Canosa’s accomplishments include completing a doctoral degree in Leadership and Educational Administration 10 years ago at La Sierra University (Calif.). During his 20 years in the Columbia Union, he also initiated programs like the Academy Visioning Ad Hoc Group, which he established to restructure delivery of secondary education to the mid-Atlantic area. He says input from many talented, educational leaders buoyed this work. Some key elements of that initiative involved creating models on how to consolidate secondary boarding schools to reduce overall conference expenses, and exploring technological applications to enhance academic rigor, both of which are being applied and embraced across the NAD.
Canosa is grateful to have advanced instructional and leadership skills through chairing and serving on committees that fostered professional development, and working with philanthropic and other foundations. He concludes, “I have appreciated expressions of kindness given by those people and organizations I have tried to faithfully serve."
Dave Weigley, union president, calls Canosa a legendary leader: "Dr. Canosa has been a stalwart for education in our field, providing a steady hand during two decades of change and challenge.” Weigley adds, “He helped the church navigate the needs of new generations, new times and a new era of technology, and we will surely reap the blessings of his dedication to Adventist education in eternity."
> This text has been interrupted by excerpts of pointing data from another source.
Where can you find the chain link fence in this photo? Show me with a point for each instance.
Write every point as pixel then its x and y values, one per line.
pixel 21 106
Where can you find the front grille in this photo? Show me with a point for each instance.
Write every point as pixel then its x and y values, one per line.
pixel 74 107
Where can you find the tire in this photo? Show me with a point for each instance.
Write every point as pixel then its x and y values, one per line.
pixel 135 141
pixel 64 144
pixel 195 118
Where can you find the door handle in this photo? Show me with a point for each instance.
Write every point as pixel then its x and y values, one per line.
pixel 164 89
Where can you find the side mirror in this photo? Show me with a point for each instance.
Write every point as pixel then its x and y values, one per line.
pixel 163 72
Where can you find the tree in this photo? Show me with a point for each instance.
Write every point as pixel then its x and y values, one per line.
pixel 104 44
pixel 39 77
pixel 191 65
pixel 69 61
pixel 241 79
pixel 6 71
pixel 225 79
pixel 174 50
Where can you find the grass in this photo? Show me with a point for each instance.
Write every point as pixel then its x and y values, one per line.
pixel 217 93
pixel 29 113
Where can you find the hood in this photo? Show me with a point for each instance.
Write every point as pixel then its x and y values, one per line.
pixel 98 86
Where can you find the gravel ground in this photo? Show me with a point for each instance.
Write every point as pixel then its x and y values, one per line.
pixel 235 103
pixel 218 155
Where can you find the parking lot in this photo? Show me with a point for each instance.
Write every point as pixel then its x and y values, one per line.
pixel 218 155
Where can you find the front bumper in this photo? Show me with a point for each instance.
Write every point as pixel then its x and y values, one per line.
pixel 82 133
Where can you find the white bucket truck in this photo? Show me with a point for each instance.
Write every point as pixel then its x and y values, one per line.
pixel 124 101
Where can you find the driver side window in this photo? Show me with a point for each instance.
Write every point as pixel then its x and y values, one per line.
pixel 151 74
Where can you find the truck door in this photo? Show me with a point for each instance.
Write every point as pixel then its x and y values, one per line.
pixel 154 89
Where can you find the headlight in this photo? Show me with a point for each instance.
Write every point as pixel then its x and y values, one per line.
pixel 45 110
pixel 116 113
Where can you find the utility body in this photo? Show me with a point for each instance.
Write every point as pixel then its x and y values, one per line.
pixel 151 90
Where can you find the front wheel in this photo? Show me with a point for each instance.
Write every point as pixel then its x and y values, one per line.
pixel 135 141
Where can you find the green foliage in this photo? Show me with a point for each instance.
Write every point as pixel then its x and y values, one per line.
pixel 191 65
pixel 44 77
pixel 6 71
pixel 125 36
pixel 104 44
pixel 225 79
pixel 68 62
In retirement, Canosa looks forward to he and wife, Kathy, spending many more rich moments with their four children and six grandchildren in Tennessee. He also intends to write more—journal articles, devotional and kids books, and perhaps “the story of our personal journal through my wife's illness,” he says. “I also look forward to continued service to the Lord and His church—volunteer work, serving on boards and committees, and perhaps some part-time teaching.”